Montag, 26. Mai 2025

Alien

I feel like an alien. 
I don't fit in. 
I don't get the social cues, 
and why people lie like it's nothing. 
Why am I supposed to know 
they're lying to be nice? 
And when I walk the streets people stare. 
Like I'm not supposed to be even here. 
I don't get why people ghost, 
when being honest is that easy.
Why abandoning a friend is not an issue.
My jokes don't fit,
nobody laughs.
And I say things I shouldn't,
how am I supposed to know that?
I feel like an alien.
I don't fit in.
I never was meant to,
and I guess that's it.

Montag, 19. Mai 2025

Like a moth

Like a moth drawn to a flame, a damn flame, like Ikarus flying to the sun, I burn myself on you. I can't stop it, it's a drug and poisonous, and somehow I like it. I'm gonna burn myself, that damn flame, I'm drawn to it, it's warm and magnetic. Just a step saves me from burning, but I can't stay away.

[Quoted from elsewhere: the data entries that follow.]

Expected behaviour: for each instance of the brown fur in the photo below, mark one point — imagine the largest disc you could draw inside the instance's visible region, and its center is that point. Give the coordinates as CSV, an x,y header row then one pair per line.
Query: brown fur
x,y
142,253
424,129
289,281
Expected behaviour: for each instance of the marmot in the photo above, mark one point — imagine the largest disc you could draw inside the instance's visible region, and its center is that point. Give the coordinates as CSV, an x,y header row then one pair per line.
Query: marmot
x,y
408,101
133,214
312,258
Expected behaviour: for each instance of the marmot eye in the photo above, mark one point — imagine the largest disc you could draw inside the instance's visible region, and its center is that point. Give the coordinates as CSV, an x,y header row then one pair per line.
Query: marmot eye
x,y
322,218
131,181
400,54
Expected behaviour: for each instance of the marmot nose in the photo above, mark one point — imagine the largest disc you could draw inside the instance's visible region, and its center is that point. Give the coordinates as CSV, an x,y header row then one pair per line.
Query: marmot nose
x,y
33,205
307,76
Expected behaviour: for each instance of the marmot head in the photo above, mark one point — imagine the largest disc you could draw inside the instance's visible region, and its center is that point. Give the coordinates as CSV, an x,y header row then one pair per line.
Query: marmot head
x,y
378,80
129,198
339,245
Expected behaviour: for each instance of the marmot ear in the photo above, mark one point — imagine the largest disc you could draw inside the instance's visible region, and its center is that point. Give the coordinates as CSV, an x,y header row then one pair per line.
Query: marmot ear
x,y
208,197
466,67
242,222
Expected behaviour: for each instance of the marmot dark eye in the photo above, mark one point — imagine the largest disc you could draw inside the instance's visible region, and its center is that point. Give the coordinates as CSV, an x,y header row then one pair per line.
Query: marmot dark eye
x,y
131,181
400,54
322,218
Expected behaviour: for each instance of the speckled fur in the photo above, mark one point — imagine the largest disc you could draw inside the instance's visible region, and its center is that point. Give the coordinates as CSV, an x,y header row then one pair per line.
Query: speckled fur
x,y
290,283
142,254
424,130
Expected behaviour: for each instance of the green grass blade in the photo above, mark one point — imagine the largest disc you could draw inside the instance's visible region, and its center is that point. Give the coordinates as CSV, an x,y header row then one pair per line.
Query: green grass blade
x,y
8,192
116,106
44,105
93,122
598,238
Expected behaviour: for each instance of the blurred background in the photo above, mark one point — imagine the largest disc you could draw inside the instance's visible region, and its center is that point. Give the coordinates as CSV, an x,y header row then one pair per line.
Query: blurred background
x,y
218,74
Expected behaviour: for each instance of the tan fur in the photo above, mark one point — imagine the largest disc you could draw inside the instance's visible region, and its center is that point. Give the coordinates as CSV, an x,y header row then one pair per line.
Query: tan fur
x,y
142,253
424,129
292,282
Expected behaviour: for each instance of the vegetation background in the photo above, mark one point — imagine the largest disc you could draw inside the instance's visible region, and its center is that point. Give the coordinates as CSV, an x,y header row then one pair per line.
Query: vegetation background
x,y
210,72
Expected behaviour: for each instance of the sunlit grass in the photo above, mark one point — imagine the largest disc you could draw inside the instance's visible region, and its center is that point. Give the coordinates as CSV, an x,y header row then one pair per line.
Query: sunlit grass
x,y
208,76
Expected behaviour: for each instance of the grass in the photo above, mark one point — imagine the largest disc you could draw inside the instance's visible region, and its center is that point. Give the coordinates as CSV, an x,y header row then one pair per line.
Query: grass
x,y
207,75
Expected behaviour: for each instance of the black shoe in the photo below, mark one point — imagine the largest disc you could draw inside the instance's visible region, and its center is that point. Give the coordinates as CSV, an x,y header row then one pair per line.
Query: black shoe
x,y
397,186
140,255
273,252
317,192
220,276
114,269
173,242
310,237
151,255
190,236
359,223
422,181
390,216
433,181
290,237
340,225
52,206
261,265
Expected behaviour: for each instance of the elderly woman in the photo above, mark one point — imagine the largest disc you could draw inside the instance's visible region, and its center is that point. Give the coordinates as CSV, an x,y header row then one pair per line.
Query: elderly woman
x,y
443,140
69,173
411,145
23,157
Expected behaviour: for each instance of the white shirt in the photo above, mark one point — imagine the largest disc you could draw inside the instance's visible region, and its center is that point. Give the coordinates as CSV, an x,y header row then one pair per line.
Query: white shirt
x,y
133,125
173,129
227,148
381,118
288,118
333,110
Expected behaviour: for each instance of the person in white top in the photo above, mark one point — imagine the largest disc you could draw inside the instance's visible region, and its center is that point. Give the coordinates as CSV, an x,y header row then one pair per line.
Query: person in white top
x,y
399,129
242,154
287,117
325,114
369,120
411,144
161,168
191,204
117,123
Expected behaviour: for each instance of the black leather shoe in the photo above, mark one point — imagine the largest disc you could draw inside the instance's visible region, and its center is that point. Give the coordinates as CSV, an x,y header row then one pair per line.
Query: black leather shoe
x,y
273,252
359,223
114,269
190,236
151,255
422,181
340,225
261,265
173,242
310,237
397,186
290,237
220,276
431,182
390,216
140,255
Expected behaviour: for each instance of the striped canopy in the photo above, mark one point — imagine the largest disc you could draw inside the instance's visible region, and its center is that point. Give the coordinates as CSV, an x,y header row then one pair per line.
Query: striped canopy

After all this time I still can't stay away.
Dennis

Mittwoch, 7. Mai 2025

"I've been busy"

If someone wants to talk to you, they will.
Don't fall for that "I've been busy" nonsense.
It takes three seconds to send a text.

Mittwoch, 30. April 2025

I'm not afraid of death


I'm not afraid of death,
I'm seeking it now.
I'm not meant to live,
I'm not made for this life.
When I finally ask for help after a year
I'm left alone with it all.
Nobody really listens,
nobody wants to.
And they can't take the truth,
they ask how I am
but they don't want to know,
they act surprised I'm not ok
and don't want to hear I'm suicidal,
every day and every night.
Guess how this makes me feel,
to be expected to fight for life,
a life I can't do,
a life I can't survive.

Mittwoch, 23. April 2025

What if it wouldn't be so hard?

What if sex was good and wouldn't hurt?
What if I wouldn't be ashamed of how I look?
What if I wouldn't need validation that he like what he sees?
What if I could fully let myself go?
What if it wouldn't all be so damn hard?
I would like to feel free and whole for once.
I would like to not be a burden at this issue, too.

Montag, 21. April 2025

We fell once


Same city, same street, I remember 
but now it's like I don't even know you.
You act like you don't know my name,
do we have to be strangers?
Cause we fell in love once.
 
 It was new year's eve,
we stood on a balcony,
and you told me you want to be friends.
You don't want to risk losing me,
but when the fireworks lit up the sky
you kissed me.
You said you don't want to lose me
as a friend,
then you kissed me again.
 
We fell in love once.
You got mean and suddenly
fighting for a friend was no option,
 and it was like we never fell, once.